SQL Server Substring with CharIndex

In this article we are going to explore the T-SQL function CharIndex and also how to use it with another T-SQL function Substring().

CharIndex: This function returns the location of a substring in a string. By default, it is not case sensitive and is useful to check the position of a particular character or digit in the string. I have seen this function being used in product codes, different types of IDs for validation purpose, or to get some business understanding of that code/ID. Here’s the syntax:

CHARINDEX( Substring or Character, string, [start_position] )

where..

Substring or Character - The string that you want to find. It has to be within string data type family such as char or varchar only.
String - The string or number or an alphanumeric value to search within.
start_position - Optional. The position in string where the search will start. The first position is 1.

The function returns bigint if the expressionToSearch is of varchar(max), nvarchar(max), or varbinary(max) data types; otherwise, it retuns an int.

Substring with CharIndex examples:

select charindex('C','ABCDEF',1) 
-- Returns 3

select charindex('C','ABCDEF') 
-- Still returns 3 as start_position is option, default is 1

select charindex('c','ABCDEF',1) 
-- By default not case sensitive, so returns 3

select charindex('c','ABCDEF' COLLATE Latin1_General_CS_AS) 
–- Returns 0 as lowercase c is not found.

select charindex('Z','ABCDEF',1) 
-- Returns 0 as there is no Z character

select charindex('A','ABCDAEFG',2) 
-- Returns the second position of A, i.e. 5

select charindex('A','ABCDAEFG',9) 
-- Returns 0 as there is no ninth position there is no A

select charindex('4',123456) 
-- Searching from pure numbers, returns 4 as 4 is on fourth position

select charindex('curry','sqlservercurry.com') 
-- It considers the first character of string curry, 
-- i.e. c and then checks the first occurrence, so returns 10

Using CharIndex with Substring:

First let us check the functionality of the Substring function. It extracts a part of the string from the specified position.

Syntax:

Substring(String, Position or Index, Number of characters to extract)
select substring('abcdef', 2, 3) 
-- Returns bcd as 2 is from which position and 3 is number of characters to extract

Now the best usage of CharIndex with Substring is to create a functionality of “Text to Columns”.

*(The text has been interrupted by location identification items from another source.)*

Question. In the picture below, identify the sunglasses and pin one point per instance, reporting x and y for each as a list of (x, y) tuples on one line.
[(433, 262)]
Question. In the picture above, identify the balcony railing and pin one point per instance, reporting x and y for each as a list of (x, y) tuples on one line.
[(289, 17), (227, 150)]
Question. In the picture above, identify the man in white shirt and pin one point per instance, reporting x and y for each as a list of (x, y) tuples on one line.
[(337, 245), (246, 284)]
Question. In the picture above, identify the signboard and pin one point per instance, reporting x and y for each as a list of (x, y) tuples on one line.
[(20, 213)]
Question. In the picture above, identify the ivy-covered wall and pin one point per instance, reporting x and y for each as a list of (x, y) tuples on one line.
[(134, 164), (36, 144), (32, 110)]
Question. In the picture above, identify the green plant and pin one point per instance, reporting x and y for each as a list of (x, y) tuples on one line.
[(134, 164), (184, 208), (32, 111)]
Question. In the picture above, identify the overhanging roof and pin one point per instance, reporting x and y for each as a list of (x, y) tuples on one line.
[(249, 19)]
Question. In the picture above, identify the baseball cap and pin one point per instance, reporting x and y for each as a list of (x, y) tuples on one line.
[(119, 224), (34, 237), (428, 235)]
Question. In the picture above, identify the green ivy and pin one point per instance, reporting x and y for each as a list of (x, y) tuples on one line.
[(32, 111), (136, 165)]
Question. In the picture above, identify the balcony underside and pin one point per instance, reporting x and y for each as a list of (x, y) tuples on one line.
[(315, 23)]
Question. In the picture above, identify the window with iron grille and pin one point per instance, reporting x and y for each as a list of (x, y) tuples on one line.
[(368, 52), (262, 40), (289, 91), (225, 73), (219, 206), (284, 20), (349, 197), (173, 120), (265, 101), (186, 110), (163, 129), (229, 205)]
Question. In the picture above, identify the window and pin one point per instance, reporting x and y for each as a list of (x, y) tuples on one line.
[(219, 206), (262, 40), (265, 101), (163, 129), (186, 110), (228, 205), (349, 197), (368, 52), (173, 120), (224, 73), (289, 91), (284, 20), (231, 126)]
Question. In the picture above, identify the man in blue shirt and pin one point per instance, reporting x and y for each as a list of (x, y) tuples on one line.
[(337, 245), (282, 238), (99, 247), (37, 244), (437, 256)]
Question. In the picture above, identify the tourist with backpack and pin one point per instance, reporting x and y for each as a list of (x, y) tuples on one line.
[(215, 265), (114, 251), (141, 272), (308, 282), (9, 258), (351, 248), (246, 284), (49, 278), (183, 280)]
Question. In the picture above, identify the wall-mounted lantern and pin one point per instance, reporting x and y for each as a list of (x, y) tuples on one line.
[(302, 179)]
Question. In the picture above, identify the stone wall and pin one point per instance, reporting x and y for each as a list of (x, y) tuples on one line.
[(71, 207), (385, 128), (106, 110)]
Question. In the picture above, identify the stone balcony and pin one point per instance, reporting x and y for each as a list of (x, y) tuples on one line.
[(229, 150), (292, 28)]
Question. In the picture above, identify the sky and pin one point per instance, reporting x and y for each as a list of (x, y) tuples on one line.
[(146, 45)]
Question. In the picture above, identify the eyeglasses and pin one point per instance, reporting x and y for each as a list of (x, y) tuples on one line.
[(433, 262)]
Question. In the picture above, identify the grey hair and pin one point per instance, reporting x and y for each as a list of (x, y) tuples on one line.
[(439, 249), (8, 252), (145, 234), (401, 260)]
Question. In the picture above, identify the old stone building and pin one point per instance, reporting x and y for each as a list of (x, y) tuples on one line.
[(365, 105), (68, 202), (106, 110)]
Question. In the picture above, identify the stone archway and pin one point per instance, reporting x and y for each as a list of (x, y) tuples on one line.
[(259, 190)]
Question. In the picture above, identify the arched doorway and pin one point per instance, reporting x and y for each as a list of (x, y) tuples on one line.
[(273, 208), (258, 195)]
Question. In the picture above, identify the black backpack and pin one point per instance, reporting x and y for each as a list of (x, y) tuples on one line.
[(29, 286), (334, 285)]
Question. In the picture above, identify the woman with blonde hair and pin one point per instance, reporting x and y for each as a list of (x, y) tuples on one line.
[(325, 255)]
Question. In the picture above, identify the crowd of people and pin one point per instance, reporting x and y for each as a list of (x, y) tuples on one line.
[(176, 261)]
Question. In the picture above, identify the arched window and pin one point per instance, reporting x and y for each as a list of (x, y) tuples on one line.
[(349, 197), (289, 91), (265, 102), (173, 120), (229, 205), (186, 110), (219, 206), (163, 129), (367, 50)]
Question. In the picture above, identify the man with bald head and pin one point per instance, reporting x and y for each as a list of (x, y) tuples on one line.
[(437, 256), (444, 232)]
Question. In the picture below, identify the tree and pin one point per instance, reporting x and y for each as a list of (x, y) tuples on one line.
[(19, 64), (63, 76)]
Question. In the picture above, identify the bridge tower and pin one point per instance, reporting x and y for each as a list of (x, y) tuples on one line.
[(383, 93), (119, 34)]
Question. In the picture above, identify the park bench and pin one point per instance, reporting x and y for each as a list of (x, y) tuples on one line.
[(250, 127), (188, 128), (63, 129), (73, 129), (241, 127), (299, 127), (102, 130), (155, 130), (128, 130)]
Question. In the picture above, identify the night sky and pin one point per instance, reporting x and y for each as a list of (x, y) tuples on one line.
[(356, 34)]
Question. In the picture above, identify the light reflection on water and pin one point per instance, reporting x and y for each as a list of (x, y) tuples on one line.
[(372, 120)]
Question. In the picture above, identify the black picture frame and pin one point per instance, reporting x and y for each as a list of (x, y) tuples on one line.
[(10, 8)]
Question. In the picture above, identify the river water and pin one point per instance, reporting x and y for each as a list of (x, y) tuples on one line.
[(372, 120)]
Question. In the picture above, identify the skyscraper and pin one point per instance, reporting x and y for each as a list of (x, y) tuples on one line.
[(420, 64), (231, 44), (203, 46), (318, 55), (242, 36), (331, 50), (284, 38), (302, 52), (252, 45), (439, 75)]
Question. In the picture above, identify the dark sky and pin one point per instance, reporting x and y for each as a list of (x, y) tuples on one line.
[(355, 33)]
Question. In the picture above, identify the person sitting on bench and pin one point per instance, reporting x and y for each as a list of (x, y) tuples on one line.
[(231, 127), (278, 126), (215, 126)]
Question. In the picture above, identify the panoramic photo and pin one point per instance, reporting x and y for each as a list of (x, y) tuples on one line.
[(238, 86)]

That means many a times the names are in the format of “FirstName whitespace LastName” in the same column itself. In such cases, the need is to separate First Name in one column, and Last Name in another column for display purposes.

Consider the following example.

create table Authors
(AuthorID Varchar(2),
 AuthorName Varchar(60)
 )
 go
Insert into Authors Values('A1','Suprotim Agarwal')
Insert into Authors Values('A2','Mahesh Sabnis')
Insert into Authors Values('A3','Mandar Mulay')
go
select * from Authors
go

sql-default-author-table

Now let us say we want to display first name and last name in different columns. For that, we will use the substring function and within it, we will use CharIndex function to know the position number of white space.

See the following query:

select substring(AuthorName,1, charindex(' ',AuthorName)) as [First Name],
substring(AuthorName,(charindex(' ',AuthorName)) + 1, len(AuthorName)) as [Last Name]
from Authors
go

substring-with-charindex

Explanation:

First Name - substring(AuthorName,1, charindex(' ',AuthorName)) means from the first position till the first white space comes extract all the characters.

Last Name - substring(AuthorName,(charindex(' ',AuthorName)) + 1, len(AuthorName)) means to extract from the first white space + 1. Then to extract all remaining characters the len function is used.

And that’s how we use the SQL Server T-SQL Substring function, as well as Substring with CharIndex.